Crossing the other side of the road shamefully called “Jefferson Davis Highway” (and which marred our building’s mailing address) would get you to a short little strip of restaurants in older storefronts on South 23rd Street. But first you had to choose between a long wait for a crosswalk signal or holding your nose as you briskly strolled through a pedestrian tunnel that reeked of piss.

Meanwhile, all the cool kids lived in apartments or group homes in Adams-Morgan, Cleveland Park, Dupont, Georgetown or Woodley Park. Going to parties at their places–nobody ever headed in the other direction–meant dreading the question “where do you live?”

After 15 months, I was delighted to move to an apartment in Arlington’s Court House neighborhood and be able to walk to cheap, delicious Vietnamese food and some moderately-hipster bars.

Crystal City has grown less ugly in the 21st century. A series of redevelopments turned the west side of Crystal Drive into a great stretch of restaurants and bars, a few new and less-bland buildings have sprouted around the neighborhood, and the brownfield to the north that mainly served as an impound lot for towed cars has become the terrific Long Bridge Park. Even most Jefferson Davis Highway addresses are gone, now that Arlington decided in 2004 to reassign buildings street addresses that mapped to their front doors.

The people quoted in a Post piece Tuesday voicing complaints along the lines of Crystal City having “no nightlife” must not realize how bad things used to be.

Amazon’s arrival should make them better still, replacing more of those ’60s and ’70s-vintage hulks with taller, shinier structures.
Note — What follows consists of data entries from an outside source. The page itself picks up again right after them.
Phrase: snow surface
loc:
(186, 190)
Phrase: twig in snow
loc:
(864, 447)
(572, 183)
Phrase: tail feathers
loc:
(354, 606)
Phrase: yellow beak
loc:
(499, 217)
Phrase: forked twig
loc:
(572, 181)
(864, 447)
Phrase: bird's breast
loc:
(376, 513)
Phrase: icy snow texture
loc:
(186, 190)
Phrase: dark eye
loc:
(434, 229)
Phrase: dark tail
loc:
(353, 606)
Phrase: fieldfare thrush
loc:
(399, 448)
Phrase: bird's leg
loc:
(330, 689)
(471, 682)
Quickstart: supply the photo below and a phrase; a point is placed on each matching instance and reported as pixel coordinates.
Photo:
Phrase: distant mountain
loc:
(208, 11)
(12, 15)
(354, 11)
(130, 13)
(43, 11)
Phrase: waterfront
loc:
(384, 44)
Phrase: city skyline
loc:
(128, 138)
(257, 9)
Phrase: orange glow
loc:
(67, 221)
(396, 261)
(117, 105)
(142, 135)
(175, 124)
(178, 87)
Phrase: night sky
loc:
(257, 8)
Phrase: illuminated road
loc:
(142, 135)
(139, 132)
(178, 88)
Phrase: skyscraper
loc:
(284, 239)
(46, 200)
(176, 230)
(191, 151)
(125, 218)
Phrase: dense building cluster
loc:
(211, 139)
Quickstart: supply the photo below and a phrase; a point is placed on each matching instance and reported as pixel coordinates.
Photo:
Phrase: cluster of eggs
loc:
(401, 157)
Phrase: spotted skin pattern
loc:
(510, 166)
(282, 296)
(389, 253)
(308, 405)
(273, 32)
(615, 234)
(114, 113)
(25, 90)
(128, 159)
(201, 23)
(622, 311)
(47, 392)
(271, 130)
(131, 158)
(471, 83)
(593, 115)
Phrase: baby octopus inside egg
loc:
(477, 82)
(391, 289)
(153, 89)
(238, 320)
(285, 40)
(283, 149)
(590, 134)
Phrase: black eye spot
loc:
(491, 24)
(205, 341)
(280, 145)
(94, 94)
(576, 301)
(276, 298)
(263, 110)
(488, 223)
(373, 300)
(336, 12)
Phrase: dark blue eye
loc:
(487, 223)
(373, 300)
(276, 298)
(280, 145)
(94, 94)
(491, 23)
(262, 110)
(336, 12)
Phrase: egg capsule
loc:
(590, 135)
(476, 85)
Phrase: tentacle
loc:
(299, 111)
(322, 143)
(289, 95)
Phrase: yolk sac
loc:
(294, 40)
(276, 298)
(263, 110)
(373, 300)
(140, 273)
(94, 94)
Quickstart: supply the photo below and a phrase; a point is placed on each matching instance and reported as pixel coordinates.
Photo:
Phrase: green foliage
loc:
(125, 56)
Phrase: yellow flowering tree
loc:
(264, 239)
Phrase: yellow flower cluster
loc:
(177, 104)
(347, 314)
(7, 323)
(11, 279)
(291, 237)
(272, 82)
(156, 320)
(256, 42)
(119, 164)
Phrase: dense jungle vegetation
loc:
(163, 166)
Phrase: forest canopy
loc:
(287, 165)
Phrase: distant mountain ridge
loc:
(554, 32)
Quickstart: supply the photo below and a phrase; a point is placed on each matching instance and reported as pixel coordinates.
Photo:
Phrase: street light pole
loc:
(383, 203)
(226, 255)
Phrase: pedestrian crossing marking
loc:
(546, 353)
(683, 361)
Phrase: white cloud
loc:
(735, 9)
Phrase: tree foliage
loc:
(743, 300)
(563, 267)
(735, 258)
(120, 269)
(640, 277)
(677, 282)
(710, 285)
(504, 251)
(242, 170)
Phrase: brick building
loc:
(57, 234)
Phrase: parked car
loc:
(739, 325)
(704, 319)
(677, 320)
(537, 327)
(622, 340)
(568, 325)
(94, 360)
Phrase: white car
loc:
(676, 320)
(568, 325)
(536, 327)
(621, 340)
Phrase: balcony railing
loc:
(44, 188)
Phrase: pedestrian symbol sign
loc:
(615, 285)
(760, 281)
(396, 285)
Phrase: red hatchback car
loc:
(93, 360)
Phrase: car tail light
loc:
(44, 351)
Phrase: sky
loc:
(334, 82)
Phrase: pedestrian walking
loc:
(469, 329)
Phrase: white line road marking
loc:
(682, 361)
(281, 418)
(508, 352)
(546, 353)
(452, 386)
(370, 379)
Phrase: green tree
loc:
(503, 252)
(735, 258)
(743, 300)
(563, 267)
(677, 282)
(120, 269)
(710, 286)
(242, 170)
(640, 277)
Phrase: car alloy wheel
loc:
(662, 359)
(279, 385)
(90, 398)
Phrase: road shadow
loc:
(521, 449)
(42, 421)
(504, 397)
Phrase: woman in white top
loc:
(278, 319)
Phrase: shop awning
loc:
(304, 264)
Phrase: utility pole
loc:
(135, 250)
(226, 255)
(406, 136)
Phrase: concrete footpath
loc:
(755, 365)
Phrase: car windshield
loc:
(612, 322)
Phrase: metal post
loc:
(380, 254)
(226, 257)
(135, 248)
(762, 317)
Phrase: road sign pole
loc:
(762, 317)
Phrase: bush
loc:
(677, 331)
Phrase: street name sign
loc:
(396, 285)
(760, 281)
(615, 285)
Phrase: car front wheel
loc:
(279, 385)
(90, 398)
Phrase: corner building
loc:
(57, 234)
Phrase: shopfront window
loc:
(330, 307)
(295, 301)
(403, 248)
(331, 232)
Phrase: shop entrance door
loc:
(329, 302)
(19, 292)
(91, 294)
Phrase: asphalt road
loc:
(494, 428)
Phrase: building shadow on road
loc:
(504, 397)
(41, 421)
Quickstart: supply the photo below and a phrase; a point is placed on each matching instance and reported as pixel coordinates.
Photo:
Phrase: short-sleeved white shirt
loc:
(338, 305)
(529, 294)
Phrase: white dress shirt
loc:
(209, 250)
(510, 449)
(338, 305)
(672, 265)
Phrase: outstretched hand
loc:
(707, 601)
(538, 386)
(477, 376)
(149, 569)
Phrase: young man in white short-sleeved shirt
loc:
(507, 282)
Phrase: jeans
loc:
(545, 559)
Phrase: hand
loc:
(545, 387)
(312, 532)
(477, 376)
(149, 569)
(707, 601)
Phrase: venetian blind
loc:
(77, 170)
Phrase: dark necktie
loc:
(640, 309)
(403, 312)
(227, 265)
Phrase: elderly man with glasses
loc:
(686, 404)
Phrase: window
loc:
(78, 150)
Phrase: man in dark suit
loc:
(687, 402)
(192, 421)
And unlike Amazon’s other HQ2 spot, NYC’s Long Island City neighborhood, Crystal City will also see serious infrastructure improvements: Current and future Metro stops will get new entrances, its Virginia Railway Express station will be expanded, the walk to National will take place on a pedestrian bridge, and the long-term vision involves turning U.S. 1 into a surface-level, human-scaled boulevard.

But Arlington’s plans don’t include another upgrade that’s out of the county’s hands until the General Assembly notices the current century: rechristening that highway so it’s no longer an exercise in Confederacy whitewashing. Click “Okay” already, Richmond.